Gewissermaßen ein Ohrwurm ist das „Air“ aus der Orchestersuite Nr.3 von Johann Sebastian Bach. Zart und schwebend erfüllt die Musik den Kirchenraum. Mit dezenter Begleitung auf der Truhenorgel fordert dann der Tenor Andreas Kalmbach: „Alle Tale macht hoch erhaben“ aus dem Oratorium „Der Messias“ von Georg Friedrich Händel, einem Zeitgenossen von Johann Sebastian Bach. Händel hat dieses gewaltige Werk in nur 24 Tagen bei seinem Aufenthalt in Irland geschrieben. Am 13. April 1742 wurde es in Dublin uraufgeführt. Auch die weiteren Darbietungen entstammen dem gleichen Oratorium, wie etwa der Choral „Denn die Herrlichkeit Gottes des Herrn“ oder „Hoch tut euch auf“, zwei wahrlich herrliche Gesänge.

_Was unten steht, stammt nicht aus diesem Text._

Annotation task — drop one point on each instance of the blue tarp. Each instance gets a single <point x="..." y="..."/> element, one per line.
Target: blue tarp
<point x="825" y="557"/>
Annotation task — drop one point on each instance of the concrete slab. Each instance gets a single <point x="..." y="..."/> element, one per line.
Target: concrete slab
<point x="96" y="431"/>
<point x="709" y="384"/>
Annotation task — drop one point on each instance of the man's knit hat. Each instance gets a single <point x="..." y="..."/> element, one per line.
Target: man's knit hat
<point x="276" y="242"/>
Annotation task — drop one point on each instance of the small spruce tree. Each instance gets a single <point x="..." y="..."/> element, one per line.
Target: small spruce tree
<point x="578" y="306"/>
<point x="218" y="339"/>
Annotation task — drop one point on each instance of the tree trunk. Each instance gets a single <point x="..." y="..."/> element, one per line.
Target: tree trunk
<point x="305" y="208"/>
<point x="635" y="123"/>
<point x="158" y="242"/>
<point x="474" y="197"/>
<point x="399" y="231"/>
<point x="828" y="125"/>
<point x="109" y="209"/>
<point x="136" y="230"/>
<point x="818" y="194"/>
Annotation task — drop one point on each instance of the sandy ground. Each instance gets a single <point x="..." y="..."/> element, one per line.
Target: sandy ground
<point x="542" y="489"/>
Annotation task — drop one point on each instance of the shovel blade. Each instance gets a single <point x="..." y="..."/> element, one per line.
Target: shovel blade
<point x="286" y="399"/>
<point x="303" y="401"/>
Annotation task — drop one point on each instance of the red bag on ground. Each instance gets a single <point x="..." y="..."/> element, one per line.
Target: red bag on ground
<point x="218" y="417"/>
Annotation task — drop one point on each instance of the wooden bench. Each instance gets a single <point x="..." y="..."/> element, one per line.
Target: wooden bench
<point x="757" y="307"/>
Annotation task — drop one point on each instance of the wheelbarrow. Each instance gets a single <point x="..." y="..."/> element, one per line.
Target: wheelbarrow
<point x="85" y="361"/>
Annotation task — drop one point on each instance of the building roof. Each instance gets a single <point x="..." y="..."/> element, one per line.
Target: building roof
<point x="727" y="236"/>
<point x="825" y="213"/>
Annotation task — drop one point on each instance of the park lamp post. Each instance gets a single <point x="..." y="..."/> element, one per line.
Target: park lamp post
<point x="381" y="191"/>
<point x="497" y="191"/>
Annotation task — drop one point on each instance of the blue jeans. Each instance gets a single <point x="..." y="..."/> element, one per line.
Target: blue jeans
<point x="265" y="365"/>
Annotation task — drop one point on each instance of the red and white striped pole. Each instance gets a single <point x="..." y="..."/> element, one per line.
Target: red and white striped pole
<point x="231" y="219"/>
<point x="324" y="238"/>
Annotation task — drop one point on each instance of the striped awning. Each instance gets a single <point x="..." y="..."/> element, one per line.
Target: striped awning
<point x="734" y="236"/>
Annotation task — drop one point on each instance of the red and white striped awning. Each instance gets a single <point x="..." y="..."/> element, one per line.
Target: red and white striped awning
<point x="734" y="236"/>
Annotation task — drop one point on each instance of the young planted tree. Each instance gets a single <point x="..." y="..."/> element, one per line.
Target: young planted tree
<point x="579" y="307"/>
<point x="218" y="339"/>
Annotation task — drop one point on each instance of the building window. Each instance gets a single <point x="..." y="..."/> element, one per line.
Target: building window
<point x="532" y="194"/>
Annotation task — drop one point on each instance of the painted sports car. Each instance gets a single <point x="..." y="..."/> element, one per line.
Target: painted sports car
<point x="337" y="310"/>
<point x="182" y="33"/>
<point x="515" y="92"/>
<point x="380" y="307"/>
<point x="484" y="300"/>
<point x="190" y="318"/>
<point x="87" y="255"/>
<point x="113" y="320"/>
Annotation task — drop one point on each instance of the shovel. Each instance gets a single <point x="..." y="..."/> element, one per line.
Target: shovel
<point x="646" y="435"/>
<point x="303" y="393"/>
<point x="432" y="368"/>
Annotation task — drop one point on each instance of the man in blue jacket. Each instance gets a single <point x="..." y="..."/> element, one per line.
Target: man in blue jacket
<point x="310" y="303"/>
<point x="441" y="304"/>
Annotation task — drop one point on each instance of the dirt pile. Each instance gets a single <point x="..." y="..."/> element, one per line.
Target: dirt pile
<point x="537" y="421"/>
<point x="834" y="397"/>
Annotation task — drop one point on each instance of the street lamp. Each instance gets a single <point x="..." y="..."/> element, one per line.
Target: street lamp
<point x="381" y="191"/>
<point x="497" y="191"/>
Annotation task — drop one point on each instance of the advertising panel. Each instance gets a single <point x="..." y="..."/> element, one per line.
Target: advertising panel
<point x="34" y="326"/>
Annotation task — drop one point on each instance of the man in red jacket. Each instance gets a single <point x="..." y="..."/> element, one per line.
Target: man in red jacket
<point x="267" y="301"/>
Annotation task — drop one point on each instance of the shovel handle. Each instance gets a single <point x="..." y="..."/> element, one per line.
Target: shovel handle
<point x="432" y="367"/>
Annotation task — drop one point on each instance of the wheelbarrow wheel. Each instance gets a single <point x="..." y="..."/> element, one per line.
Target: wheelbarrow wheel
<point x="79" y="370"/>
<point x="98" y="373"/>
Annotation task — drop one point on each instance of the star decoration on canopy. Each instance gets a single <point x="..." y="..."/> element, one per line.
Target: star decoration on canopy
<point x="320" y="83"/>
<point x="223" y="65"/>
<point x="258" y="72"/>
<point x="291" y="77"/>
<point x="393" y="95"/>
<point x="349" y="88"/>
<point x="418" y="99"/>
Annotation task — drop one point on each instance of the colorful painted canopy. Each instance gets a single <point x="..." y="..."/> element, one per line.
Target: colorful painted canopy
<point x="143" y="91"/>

Als harmonisches Duett interpretieren Alexandra Vildosola und Susanne Veeh die tröstliche Arie „Er weidet seine Herde“. Dann ist es erneut die kräftige Bassstimme von Hyunho Yoo, die diesmal „Sie schallt, die Posaun“ anstimmt und die Auferstehung verheißt. Trompeten ersetzen, durchaus gelungen, die Posaunen.

Den krönenden Abschluss bildet der Schlusschor des zweiten Teils des dreiteiligen „Messias“, das weltberühmte, mächtige Halleluja. Händel hat es 1741 dem Messias hinzugefügt. Es wird berichtet, dass König Georg II. beim ersten Hören des Chors so ergriffen war, dass er aufsprang und im Stehen zuhörte, was alle anderen dazu veranlasste, seinem Beispiel zu folgen. In vielen Ländern wird dieser Brauch heute noch gepflegt.

Lange anhaltender, stehender Applaus des ergriffenen und begeisterten Publikums brandet auf. Da geht es nicht ohne Zugabe ab. Zart und innig erklingt „Stille Nacht“. Pfarrer Schierl spricht den Sängern und Instrumentalisten, insbesondere auch dem Chorleiter Franz Stengl, Dank und Anerkennung für dieses gelungene Konzert aus. Und weil der Applaus abermals aufbrandet, gibt es als zweite Zugabe noch einmal das „Halleluja“.